Cet enfant est désormais l’hératleck de celle qui l’a adoptée.
En quittant la pièce où nous avions été si bien reçues, nous fîmes encore la visite de plusieurs autres. Quelques femmes se trouvaient seules dans leur chambre, priant ou cousant. D’autres — et c’était le plus grand nombre, — avaient auprès d’elles leur chaïader (petites esclaves que l’on confie aux calfas pour les instruire des devoirs de leur charge future). La calfa exerce un droit absolu sur sa chaïader.
Quand la différence d’âge n’est pas trop grande, il se forme parfois des amitiés d’une terrible violence. Sta-Abouha m’a dit l’aventure d’une fillette de quinze ans qui avait tenté de se laisser mourir de faim, parce que l’on mariait sa calfa… Il fallut que celle-ci obtînt du palais la permission de l’emmener avec elle dans son ménage. Plus tard, le mari, jaloux de la tendresse passionnée qui liait cette enfant à sa femme, maria la pauvre chaïader à un de ses domestiques, et renvoya le couple à la campagne.
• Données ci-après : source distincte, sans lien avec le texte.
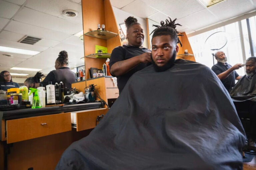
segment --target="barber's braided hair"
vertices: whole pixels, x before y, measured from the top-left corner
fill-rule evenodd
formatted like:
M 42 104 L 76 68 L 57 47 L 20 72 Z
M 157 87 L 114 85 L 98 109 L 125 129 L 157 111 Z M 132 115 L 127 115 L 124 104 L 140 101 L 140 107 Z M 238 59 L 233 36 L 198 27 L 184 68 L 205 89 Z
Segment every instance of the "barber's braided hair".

Sta-Abouha ne sut pas me dire ce qu’il était devenu, mais elle pensait que la pauvre petite s’était soumise et devait faire souche de jeunes Égyptiens, là-bas, dans quelque coin du Béhera ou de Garbieh.
Comme dans la maison du sultan de Stamboul, le palais contenait de multiples fonctionnaires, recrutées parmi les esclaves blanches. Il y avait une gardienne des trésors, une maîtresse des vêtements, une autre préposée aux vivres, une autre aux boissons, une pour le café, une pour les sirops, une autre encore pour les parfums ; tout un escadron de jolies filles pour la table et le massage. Et là-dedans n’étaient point comprises les chanteuses, les danseuses et les musiciennes.
Les bourgeois pouvaient, à leur guise, faire venir dans leurs maisons les almées ou gawazi[30] mercenaires ; au palais, cette liberté n’était point permise. Un prince devait pouvoir trouver chez lui, et à toute heure de jour ou de nuit, l’attraction souhaitée ou le plaisir demandé.
[30] Le véritable sens du mot almée serait « savante » mais il est devenu synonyme de danseuse ainsi que gawazi qui désigne aujourd’hui les chanteuses alors que le mot gawazi veut dire « bohémienne ».
C’est ainsi qu’aux fêtes du Baïram, suivant le grand jeûne du mois sacré, l’orchestre de femmes se faisait entendre, le jour pour les visiteuses, et la nuit pour le prince. Rien de plus étrange que la vue de cet orchestre, véritable tableau d’opérette.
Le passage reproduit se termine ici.